Starting point is 01:56:35 And I found it through breathwork. Yeah. I, I, I found it through breathwork and, and based on my understanding of history, which let's be very clear. History is one of the most important things we have. It is very important and it's very important to understand it. And that this has had profound effects, this profound of an effect. If this is coming across profound for more than 5,000 years, we just weren't listening in the capacity that I think people are finally starting or
Starting point is 01:57:05 we're creating a language that people can really start to listen. And hopefully, hopefully those that are in the professional communities such as yourself are, and you are, but you talk about psychiatry, right? Like this is such a closed off society to a large degree to things that are so impactful like this and the like this is we've got an anxiety epidemic do we maybe this is just the absolute natural response to something that we're not actually learning to deal with from a physiological level and oh like why can't that be a conversation?
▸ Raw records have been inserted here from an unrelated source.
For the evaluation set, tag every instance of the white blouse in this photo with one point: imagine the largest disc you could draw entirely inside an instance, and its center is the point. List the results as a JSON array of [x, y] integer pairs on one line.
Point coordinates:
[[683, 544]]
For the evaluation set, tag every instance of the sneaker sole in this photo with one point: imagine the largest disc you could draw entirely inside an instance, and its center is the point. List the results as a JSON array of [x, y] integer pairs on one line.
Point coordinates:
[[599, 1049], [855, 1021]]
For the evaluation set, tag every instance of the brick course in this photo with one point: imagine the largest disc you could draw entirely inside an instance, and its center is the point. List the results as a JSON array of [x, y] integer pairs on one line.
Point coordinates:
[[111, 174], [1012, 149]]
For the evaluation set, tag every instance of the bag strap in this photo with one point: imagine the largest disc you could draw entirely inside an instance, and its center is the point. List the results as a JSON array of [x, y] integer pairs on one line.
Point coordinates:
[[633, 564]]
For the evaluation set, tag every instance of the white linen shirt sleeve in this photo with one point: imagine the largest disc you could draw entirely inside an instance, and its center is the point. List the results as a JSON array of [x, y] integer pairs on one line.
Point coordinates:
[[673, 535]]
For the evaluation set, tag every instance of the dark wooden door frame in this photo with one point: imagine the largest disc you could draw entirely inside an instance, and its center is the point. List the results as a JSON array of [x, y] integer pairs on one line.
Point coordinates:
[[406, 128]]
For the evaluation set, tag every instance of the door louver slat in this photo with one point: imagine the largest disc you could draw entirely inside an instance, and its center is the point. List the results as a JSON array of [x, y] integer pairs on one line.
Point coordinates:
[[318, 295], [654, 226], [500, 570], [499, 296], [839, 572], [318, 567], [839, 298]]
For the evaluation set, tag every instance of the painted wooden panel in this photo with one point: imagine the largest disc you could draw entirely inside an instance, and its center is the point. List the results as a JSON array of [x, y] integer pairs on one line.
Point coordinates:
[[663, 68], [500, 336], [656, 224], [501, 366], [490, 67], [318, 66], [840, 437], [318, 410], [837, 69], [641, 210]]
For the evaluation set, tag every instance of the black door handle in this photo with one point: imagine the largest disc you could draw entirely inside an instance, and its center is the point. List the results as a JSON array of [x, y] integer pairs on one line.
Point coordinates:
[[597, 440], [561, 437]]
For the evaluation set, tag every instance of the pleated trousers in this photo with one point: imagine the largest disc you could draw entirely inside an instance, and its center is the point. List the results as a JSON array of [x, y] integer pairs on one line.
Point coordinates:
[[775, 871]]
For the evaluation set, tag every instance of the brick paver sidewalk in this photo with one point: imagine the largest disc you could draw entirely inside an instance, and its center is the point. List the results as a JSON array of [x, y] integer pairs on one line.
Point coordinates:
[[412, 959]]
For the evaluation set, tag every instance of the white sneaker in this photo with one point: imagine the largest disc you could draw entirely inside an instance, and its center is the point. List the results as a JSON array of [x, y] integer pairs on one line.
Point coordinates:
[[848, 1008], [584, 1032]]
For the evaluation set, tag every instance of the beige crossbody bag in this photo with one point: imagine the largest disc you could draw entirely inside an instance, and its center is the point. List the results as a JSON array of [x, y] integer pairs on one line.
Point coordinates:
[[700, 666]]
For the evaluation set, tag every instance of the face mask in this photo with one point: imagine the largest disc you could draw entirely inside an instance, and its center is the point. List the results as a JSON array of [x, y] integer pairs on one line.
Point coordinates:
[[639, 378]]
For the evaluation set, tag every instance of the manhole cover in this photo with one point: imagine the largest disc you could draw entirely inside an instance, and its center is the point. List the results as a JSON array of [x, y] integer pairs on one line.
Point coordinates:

Why can't we start looking at that? And like, why, like Rob brought up a beautiful point yesterday about, uh, this was
Starting point is 01:57:53 a conversation last night about, Hey, we're starting to look at therapy and stuff like almost like periodized strength and conditioning programs. This is what we've been doing for 20 years. Yeah. Small doses. Let's dose, let's build upon the physiology that's been dealing with this psychometabolic reactivity. Boom. It doesn't mean you need to go back squat. It means like, Hey, let's whatever you want to do and choose to do. We can implement breath control, something that's been implemented in yoga. We breathe into a position. We breathe out of a position we follow the breath as you said at the start how you breathe is how you move but doom that's it
Starting point is 01:58:31 well brian i think that's a pretty good place to wrap this thing up um i have really really enjoyed this conversation it got pretty deep there but hey that's why i like these long conversations because what i do hey no it's good It's good. It's a lot of fun. Two final quick questions. First one is, what does Brian McKenzie do in terms of breathwork on any given day? How much time do you spend on this? Anywhere from a minute or two, like in the morning, to what I might consider my entire day. Now, I don't just sit in Lotus and breathe.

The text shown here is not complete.